Director: Ryan Coogler
Runtime: 85 minutes
At the Q&A session after a screening of Fruitvale Station, director Ryan Coogler said that he felt more connected to characters whose lives unfolded over mere hours, versus characters whose lives take up decades on the big screen. This take on time and character is the driving force behind Coogler's writing and directing debut, which took the top prize at this year's Sundance Film Festival. By keeping his 85-minute film's focus largely on a few hours of his protagonist's life, Coogler achieves an intimacy and power that would have likely been diluted had he tried to expand the scope. Fruitvale Station (originally titled Fruitvale) is more than just a remarkable debut. It's a beautiful film about life and second chances that feels like the work of a socially conscious veteran filmmaker.
Moments of Fruitvale Station may be embellished or even entirely made up, but the film opens with the blunt truth: cell-phone footage of 22 year-old Oscar Grant III (played in the film by Michael B. Jordan), being violently abused, and subsequently shot to death, by police at a train station. The footage is heavily pixelated, but its impact is undeniable. With this key moment out of the way, Coogler then rewinds, and jumps into Grant's life in the hours leading up to that fateful incident on New Year's Day.
What Coogler accomplishes with his take on Grant's final hours is a deeply human treatment of his subject without turning him into a saint. Even with the inevitability of Grant's death established at the outset, Coogler and his talented cast create an atmosphere that, for all of its narrative ups and downs, is a celebration of life. Jordan, best known for his work on the acclaimed TV series The Wire and Friday Night Lights, delivers a star-making, naturalistic performance as Grant. A young man capable of extreme tenderness and spontaneous rage, Oscar clearly wants to turn his life around (a brief flashback informs us that he was once imprisoned).
As he suffers both setbacks (his boss' refusal to rehire him at the local supermarket) and minor triumphs (his relationship with his daughter), Coogler avoids the one pitfall that could have sunk his film. Rather than hammer home Oscar's upcoming death at every turn, Fruitvale Station remains life-affirming even when Oscar fails. Take away the story's tragic end, and what remains is a simple (but not simplistic) and effective character portrait, told with smart efficiency. With straightforward camera-work and direction, the film is emotional, without ever becoming cloying. Coogler's script may not go to the absolute depths of Oscar's negative traits, but he still manages to give a sense of fully understanding his complex protagonist.
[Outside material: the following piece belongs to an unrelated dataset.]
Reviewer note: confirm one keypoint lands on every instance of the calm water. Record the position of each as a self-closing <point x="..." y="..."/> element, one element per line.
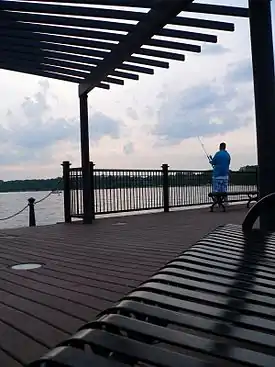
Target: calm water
<point x="50" y="211"/>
And even though the film is all about Oscar, Coogler never simplifies the people he interacts with. We may not have quite the same level of interaction with Oscar's girlfriend Sophina (Melonie Diaz), or his mother (Octavia Spencer), but they exist as more than mere sounding boards to show us another angle of Oscar's personality. It's a credit to both Coogler and Diaz that Sophina comes off as a compassionate and understandable character, rather than a stereotypical shrill girlfriend. Sophina rarely cuts Oscar slack, but it comes from a place of tough (at, at times, very frustrated) love, rather than lazy one-note bitchy antagonism.
Yet it's Spencer who nearly runs away with the film in her minimal screen time. In the aforementioned prison flashback, the actress is able to communicate a detailed and textured relationship with her son. The inherent mother-child love is there, but so is the conflict and dismay at some of his decisions. In a film that, out of necessity, is mostly focused on one character, Spencer's vital supporting turn is packed with tiny moments and nuances that elevate it miles above a stock mother character. Compassionate, yet never manipulative or histrionic, Spencer is as much the heart of the film as Oscar.
When it comes to the death of Oscar Grant, issues of race and racial profiling are necessary aspects of the conversation. For Coogler, however, the intent appears to be less about throwing up a middle finger to unjust profiling so much as it is to celebrate the lives of people who, for all of their faults, are trying their hardest to better themselves and make their way in life. Even when the film's recreation of the New Year's Day shooting arrives, Coogler smartly refuses to slip into heavy-handed political sermonizing. As overly aggressive as the train station police officers are, they are never turned into mindless thugs or mustache-twirling villains, even as they remain the guilty party.
Fruitvale Station clearly has the power to lend some texture to discussions on modern day race and racism, yet the film is mature enough to function completely outside of that realm as well. Whether it's taken as nothing more than a tragic character study, or as a statement on the way snap-judgements and profiling dehumanize certain segments of the population, Coogler's film is a standout debut, one whose Sundance hype appears to have been fully justified.